A Sinister Fellow (via mid journey)

  1. It’s not that he doesn’t blink; it’s that when he does, a shudder runs through him, as if he sees something wonderful or terrible when he closes his eyes, even for an instant.
  2. It’s hard to describe, but it’s like he’s fractionally too fast. He looks over at the telephone, and then it rings. He flinches, and then his hand brushes against the hot metal of the radiator. Also, you have to fight the urge to use the future tense with him – he will speak to you. He will say terrible things. Time will be wrong around him.
  3. When he speaks, you feel the weight of the words like hot leaden weights. Afterwards, you discover fresh and inexplicable bruises on your body, and you have the sudden conviction that an x-ray would reveal terrible messages scratched onto your bones.
  4. The smell that clings to him is not foul, per se, nor overpowering – just strange, some artificial chemical stink. It affects taste, too, lending an unpleasant metallic edge to everything you eat. It’s only later that you realise it’s not going away – his presence has forever scarred your senses.
  5. He’s oozing a clear, sticky fluid from sores on his palms and fingers. It’s merely offputting at first – but later, when he’s gone, you find the fluid in places it should not be. Inside your desk drawer, on the handle of your bedroom door – and on your neck.
  6. No mask.

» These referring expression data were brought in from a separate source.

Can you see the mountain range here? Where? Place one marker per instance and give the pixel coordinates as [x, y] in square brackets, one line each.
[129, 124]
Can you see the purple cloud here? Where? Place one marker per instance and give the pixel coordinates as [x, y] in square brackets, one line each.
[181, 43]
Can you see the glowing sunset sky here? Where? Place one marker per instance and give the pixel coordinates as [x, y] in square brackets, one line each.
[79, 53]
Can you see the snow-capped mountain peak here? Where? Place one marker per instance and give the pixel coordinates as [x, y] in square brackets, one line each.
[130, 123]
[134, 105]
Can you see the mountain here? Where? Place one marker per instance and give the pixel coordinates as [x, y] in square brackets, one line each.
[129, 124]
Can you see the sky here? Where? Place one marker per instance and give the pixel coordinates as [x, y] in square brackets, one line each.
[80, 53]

He wears no mask. It’s just his face – his oddly inexpressive face. Perhaps the poor fellow has some nerve damage, and that’s why his face doesn’t move as much as it should. But that doesn’t explain why, after a few minutes in his presence, that your own skin feels so tight and immobile.
  7. When he’s around, you notice things. The murmur of the crowd outside – the random noises of people and fragments of conversation knit together into what sounds like… chanting. The light through the windows – it catches on the torn fabric, and the shadows resemble the spires of some cyclopean city. The folds of your napkin contain secret messages from alien gods.

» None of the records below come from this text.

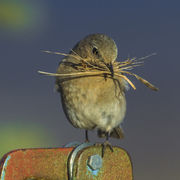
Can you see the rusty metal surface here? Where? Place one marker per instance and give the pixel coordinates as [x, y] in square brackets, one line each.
[116, 165]
[51, 164]
[46, 164]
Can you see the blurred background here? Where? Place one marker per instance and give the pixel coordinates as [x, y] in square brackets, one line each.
[30, 110]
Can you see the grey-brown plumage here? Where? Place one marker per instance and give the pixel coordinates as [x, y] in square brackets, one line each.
[93, 102]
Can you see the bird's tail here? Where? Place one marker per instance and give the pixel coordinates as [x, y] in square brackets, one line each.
[115, 133]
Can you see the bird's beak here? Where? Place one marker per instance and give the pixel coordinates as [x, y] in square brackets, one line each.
[110, 67]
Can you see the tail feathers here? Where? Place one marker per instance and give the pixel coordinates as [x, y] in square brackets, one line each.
[115, 133]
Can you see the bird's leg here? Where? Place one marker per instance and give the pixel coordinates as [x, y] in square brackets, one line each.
[105, 144]
[86, 136]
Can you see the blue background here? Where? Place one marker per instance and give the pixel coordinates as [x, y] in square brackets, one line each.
[30, 111]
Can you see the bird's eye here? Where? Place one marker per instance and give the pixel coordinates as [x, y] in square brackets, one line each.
[95, 51]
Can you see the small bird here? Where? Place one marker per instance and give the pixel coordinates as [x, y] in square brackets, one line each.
[93, 102]
[92, 85]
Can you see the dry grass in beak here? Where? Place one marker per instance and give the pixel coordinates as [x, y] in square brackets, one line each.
[120, 68]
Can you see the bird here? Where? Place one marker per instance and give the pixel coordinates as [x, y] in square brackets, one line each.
[93, 102]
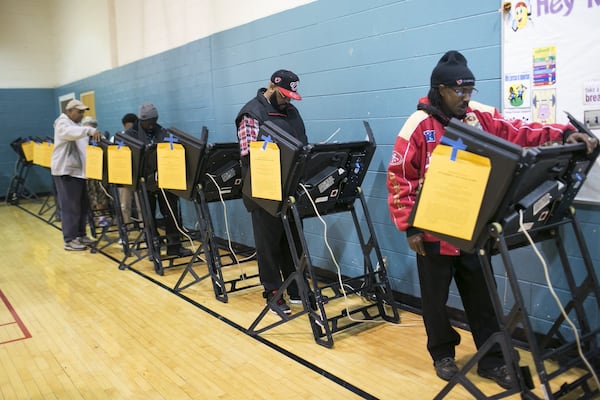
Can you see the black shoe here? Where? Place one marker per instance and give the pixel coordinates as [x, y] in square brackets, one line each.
[179, 251]
[499, 375]
[445, 368]
[279, 305]
[295, 298]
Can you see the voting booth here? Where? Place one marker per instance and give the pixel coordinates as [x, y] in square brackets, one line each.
[498, 197]
[313, 181]
[219, 180]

  8. You know why he makes you uncomfortable – it is because you are prey. In his presence, you become painfully aware of his teeth, and cannot help but imagine him biting violently into your throat. You freeze like a rabbit before a wolf, barely able to speak, your every instinct telling you to bolt for the door.

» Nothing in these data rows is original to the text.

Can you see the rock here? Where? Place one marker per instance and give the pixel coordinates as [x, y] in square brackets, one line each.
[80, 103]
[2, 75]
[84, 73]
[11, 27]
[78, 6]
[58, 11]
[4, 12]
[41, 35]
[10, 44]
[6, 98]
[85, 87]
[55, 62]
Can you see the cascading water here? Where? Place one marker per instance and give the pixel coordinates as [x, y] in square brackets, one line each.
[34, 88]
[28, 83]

  9. He haunts your dreams. It’s not that you dream about him – it’s just that he’s always there, passing through whatever weird imaginings or nightmares that play through your head in the way he pushes through the crowd on the street in the waking world.
  10. When you speak to him on the telephone, there’s an odd clicking and buzzing. At first, you thought it was a bad line, but then you observed him as he passed by a wireless, and the sound crackled and faded in and out, a brief howl of cosmic radiation. You suspect he couldn’t be photographed either – and those lesions on your skin resemble radiation burns.
  11. You snuck a look at a psychological textbook, and found a reference to Cotard’s delusion – the belief that you are dead, and are a walking corpse. That’s not the case here. Your delusion (and you are well aware that it is a delusion, it must be a delusion) is that he is dead, but continues to move and walk and talk, even though he is plainly a corpse. He stinks, his tongue is hideously swollen, and his eyes… flies laid eggs there, and they are hatching. And no-one else notices, so it must be your delusion.
  12. As a foulness you shall know them – but not remember When you are in his presence, it’s plain that some terrible corruption has consumed him. When you are in his presence, you can hear that he talks darkly of alien gods, see that there is dried blood under his fingernails, you’re aware of his ragged clothes and strange obsessions. But when you are not in his presence, it takes a tremendous effort of will for you to remember these things. It’s like he’s overlaid with a photograph of normality; when you are not around him, you can hardly think anything ill of him at all.
  13. It is not that he is foul; it is that you are foul. He seems free and sure of himself, he stands in the light of the true and only god, and you are the terrified worm, clinging to delusions or hiding your face in the earth. You know this is not true – it is some illusion, some trick of a false prophet – but at the same time, you know he has claim to some infinitely higher moral plane, and it is wrong of you to plot against him.